A Council member allied with the speaker disputed the notion that the speaker is bent on punishing anyone who voted against last year’s budget. Rather, the member, who spoke on condition of anonymity to disclose private discussions, said chair removals were considered individually.

“It’s about being a team player,” the member said of kicking Cabán, Ossé and Hanif off their chairs.

Asked whether budget-related revenge was a motivating factor behind the removals, the speaker said, “there’s no there there.”

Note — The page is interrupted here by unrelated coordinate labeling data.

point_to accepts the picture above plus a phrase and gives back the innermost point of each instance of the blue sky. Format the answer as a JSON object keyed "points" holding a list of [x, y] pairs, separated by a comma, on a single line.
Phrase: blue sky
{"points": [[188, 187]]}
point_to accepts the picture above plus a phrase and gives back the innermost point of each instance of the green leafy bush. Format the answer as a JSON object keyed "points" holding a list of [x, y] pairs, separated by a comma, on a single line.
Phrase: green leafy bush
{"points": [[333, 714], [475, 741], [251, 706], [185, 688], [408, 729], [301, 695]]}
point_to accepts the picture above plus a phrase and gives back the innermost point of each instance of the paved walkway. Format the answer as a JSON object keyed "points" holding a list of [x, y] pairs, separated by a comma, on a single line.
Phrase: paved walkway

“I get the impulse to speculate and try to figure it out and attribute a singular reason behind committee decisions, but it’s always a lot more complex than that,” she said. “Some people are going to be unhappy about the decisions. There were members that didn’t have a committee chair, they wanted to have one last session, they didn’t have one — all of that was involved. But we really do have to be clear that there shouldn’t be an expectation that committee assignments remain static across different legislative sessions … Nobody owns a committee.”

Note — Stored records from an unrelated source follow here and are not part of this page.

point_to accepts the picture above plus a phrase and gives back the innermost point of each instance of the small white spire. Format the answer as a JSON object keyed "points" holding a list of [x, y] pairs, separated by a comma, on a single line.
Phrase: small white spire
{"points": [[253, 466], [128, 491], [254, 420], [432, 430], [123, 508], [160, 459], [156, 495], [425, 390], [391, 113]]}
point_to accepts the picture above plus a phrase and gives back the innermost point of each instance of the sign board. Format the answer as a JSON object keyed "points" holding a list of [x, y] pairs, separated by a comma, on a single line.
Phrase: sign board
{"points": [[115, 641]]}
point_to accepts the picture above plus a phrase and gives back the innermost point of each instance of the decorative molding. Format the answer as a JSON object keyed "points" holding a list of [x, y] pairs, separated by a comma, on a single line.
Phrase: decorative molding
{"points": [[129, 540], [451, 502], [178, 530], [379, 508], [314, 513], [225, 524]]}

Cabán will be replaced as Women and Gender Equity chair by Brooklyn Councilwoman Farah Louis, a moderate Democrat. Ossé, meantime, is being replaced as Cultural Affairs chair by Manhattan Councilwoman Carlina Rivera.

Hanif was replaced as Immigration chair by Brooklyn Councilwoman Alexa Avilés, a fellow Progressive Caucus member who used to chair the Public Housing Committee.

Partial view of the New York City Council Chamber at City Hall on Tuesday, Nov. 7, 2023. (Luiz C. Ribeiro for New York Daily News)
Partial view of the New York City Council Chamber at City Hall on Tuesday, Nov. 7, 2023. (Luiz C. Ribeiro for New York Daily News)

Replacing Avilés as Public Housing chair is newly-minted Brooklyn Councilman Chris Banks, a freshman who unseated longtime socialist Charles Barron in an upset last year.

There were some positive news for the Progressive Caucus members in Thursday’s overhaul.

Brooklyn Councilman Lincoln Restler, co-chair of the Progressive Caucus, was picked as chair of the Council Governmental Operations, State and Federal Legislation Committee.

Another Progressive Caucus member, Brooklyn Councilwoman Sandy Nurse, got tapped to chair the Criminal Justice Committee, which has oversight of the city’s troubled Department of Correction.

Nurse once chaired the Council’s Sanitation Committee, a post Manhattan Councilman Shaun Abreu will take over.

“For far too long, we’ve asked New Yorkers to just accept that we live in a dirty city—with all the smells, litter, and pollution that come with it,” Abreu said in a statement on his appointment. ‘I am getting right to work building clean, green, rodent-free communities where all New Yorkers can live with dignity.”